Grammarist’s test run of Grammarly ended badly. The program failed to correct obvious errors multiple times, and wins were few and far between. Grammarist covered their bases when it came to testing, making sure to include glaring errors and plagiarism in their examples. I tested the premium version myself and found it to be a waste of money. The premium version didn’t fare any better than the free version. It was quite the disappointment.
Another test was run by Dean Evans, professional copywriter and owner of Good Content Company. Although Evans makes several errors of his own in the review, his wife is a professional proofreader, and she agreed to pit herself against Grammarly, as well as Ginger, After The Deadline and Microsoft Word. Evans’ results showed that Microsoft Word outdid all three sister sites, but it failed to trump his wife’s proofreading skills.
The Good And The Bad
Grammarly has failed spectacularly on several accounts, but I feel bad eliminating it completely from my list of useful tools. After all, shouldn’t a program that’s so popular have at least one good quality? It does, in fact, have one positive quality going for it: it’s better than nothing.
If you struggle with spelling and proper grammar usage, Grammarly can significantly improve your writing.

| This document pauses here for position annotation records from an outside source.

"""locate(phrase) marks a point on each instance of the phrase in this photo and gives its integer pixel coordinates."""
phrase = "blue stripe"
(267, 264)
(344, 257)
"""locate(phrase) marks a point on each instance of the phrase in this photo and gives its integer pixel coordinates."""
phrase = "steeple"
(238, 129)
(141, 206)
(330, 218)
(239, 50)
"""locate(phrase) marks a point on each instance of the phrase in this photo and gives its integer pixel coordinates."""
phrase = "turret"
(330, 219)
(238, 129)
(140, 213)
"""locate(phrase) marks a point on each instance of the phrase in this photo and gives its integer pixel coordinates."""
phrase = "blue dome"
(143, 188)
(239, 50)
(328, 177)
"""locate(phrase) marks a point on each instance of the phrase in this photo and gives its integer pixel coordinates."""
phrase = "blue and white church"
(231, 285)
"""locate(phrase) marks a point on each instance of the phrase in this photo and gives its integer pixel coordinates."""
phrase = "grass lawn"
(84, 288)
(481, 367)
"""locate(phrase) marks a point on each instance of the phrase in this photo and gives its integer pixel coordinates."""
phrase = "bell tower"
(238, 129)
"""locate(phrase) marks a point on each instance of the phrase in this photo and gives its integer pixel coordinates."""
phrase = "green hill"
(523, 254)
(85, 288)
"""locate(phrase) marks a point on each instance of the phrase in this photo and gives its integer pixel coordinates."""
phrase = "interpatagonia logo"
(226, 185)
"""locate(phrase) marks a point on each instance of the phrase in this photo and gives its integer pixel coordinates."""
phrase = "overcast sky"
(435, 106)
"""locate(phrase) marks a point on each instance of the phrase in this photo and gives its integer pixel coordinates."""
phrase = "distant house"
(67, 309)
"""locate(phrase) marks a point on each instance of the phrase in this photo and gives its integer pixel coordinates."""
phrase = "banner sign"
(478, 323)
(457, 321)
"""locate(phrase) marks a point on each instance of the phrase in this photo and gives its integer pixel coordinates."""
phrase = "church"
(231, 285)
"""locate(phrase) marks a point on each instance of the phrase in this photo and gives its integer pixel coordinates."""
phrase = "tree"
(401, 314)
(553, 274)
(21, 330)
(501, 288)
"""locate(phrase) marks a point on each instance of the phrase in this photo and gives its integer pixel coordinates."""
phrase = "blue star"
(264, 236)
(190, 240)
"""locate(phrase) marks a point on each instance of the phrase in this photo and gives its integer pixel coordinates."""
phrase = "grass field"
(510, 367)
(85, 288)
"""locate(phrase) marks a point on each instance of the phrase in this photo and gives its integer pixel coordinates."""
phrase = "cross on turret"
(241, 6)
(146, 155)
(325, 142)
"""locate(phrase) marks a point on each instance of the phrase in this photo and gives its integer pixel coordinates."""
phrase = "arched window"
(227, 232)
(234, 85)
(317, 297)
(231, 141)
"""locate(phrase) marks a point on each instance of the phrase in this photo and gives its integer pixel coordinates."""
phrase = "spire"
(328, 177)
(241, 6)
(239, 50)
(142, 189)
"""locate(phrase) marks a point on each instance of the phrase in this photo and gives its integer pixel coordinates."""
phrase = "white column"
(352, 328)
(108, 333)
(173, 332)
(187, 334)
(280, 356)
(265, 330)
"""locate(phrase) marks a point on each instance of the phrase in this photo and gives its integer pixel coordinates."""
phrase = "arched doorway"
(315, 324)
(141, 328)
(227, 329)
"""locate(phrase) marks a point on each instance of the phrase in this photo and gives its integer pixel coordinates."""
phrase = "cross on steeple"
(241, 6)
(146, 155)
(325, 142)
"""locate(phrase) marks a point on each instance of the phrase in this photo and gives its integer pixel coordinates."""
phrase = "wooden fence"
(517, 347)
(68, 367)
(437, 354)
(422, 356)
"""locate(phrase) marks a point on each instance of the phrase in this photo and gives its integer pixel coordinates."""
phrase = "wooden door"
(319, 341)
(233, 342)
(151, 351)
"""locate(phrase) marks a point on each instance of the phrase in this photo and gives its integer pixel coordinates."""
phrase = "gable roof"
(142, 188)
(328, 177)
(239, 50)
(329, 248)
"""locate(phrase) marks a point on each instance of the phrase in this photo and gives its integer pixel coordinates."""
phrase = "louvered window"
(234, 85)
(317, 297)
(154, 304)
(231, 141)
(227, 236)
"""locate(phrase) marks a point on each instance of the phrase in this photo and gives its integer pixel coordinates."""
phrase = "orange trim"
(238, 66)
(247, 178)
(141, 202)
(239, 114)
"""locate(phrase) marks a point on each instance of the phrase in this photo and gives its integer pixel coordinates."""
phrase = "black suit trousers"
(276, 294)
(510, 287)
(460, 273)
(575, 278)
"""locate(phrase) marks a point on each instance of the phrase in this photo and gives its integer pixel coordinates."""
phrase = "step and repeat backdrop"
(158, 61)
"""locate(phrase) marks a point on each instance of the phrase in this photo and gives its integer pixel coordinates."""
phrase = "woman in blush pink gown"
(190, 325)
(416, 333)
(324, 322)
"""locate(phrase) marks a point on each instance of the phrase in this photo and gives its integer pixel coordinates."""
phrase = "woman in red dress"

However, if you’re looking for attention to detail that will let you pass for an expert in the English language, you’re looking in the wrong place. Grammarly doesn’t live up to its name, not by a long shot. It can’t even be trusted to catch obvious plagiarism (rewrites of notable pieces slipped right through Grammarly’s nets).
Your humble author doesn’t claim to be an expert in the English language either; I simply think that users are better off without Grammarly. Its shortcomings could easily steer new writers into a minefield of errors, so you’re better off just hiring a professional proofreader. Are they expensive? Yes, they most certainly are, but hiring a proofreader sure beats paying for a program that doesn’t work!